The big drop in the unemployment rate was a shock as it had moved little over the prior year. The number of people in the workforce -- the labor force participation rate -- was also little changed at 62.7 per cent.
However manufacturing firms lost jobs again in November, for a drop of 15,000 over the past three months, and retail fell slighty, unusual at a time when stores are adding seasonal workers for to deal with holiday shopping.
The share of long-term unemployed, or those seeking work for 27 weeks or more, was stable at 1.9 million, or 24.8 per cent of the all unemployed people.
Temporary work also increased again, and has added over 55,000 jobs in the past three months, but could be a sign companies are having trouble filling positions.
Trump will assume office with unemployment at pre-recession levels that may be difficult to sustain.
In a statement, the White House economist Jason Furman hailed the creation of 15.6 million positions since 2010 and the longest streak of continuous job gains on record.
He also noted that the number of unemployed workers per job opening stood at 1.4, near its lowest pre-recession level.
In another sign that inflation is tame, average hourly earnings declined 0.1 per cent, or three cents, to USD 25.89, the first drop in wages since December 2014. October had seen a gain of 11 cents.
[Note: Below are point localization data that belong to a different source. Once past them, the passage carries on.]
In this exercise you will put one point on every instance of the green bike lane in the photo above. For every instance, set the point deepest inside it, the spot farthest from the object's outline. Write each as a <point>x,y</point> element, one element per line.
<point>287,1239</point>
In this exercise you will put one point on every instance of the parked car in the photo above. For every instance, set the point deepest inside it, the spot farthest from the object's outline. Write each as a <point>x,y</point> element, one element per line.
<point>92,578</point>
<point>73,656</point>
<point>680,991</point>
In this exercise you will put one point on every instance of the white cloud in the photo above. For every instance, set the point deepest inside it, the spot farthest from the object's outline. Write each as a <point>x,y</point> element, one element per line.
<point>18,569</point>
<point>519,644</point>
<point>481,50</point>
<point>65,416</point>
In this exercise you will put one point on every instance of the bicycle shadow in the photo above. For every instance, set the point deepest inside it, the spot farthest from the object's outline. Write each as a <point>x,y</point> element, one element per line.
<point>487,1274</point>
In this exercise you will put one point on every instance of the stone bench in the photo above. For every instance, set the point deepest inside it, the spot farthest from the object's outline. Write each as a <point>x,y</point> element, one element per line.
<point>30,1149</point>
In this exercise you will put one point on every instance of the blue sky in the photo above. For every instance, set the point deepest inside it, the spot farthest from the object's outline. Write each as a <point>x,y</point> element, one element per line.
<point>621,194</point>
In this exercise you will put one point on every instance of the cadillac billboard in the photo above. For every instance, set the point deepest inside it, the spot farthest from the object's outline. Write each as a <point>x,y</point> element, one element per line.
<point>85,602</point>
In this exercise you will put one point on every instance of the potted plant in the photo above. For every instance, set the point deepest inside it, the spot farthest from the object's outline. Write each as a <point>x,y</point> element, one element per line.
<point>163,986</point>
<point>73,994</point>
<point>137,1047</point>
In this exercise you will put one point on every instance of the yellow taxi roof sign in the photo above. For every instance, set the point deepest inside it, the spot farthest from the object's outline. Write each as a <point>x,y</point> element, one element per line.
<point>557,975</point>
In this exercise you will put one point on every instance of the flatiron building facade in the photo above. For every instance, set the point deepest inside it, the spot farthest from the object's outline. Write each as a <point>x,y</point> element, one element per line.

Wages are nevertheless up 2.5 per cent over the last 12 months, outpacing inflation.
US monetary policymakers have repeatedly signalled that they are likely to increase the benchmark rate at the final meeting of the year December 13-14.
The Federal Open Market Committee refrained from enacting an expected course of rate hikes in 2016 for fear of interrupting a fragile recovery and in the absence of wage and price pressures.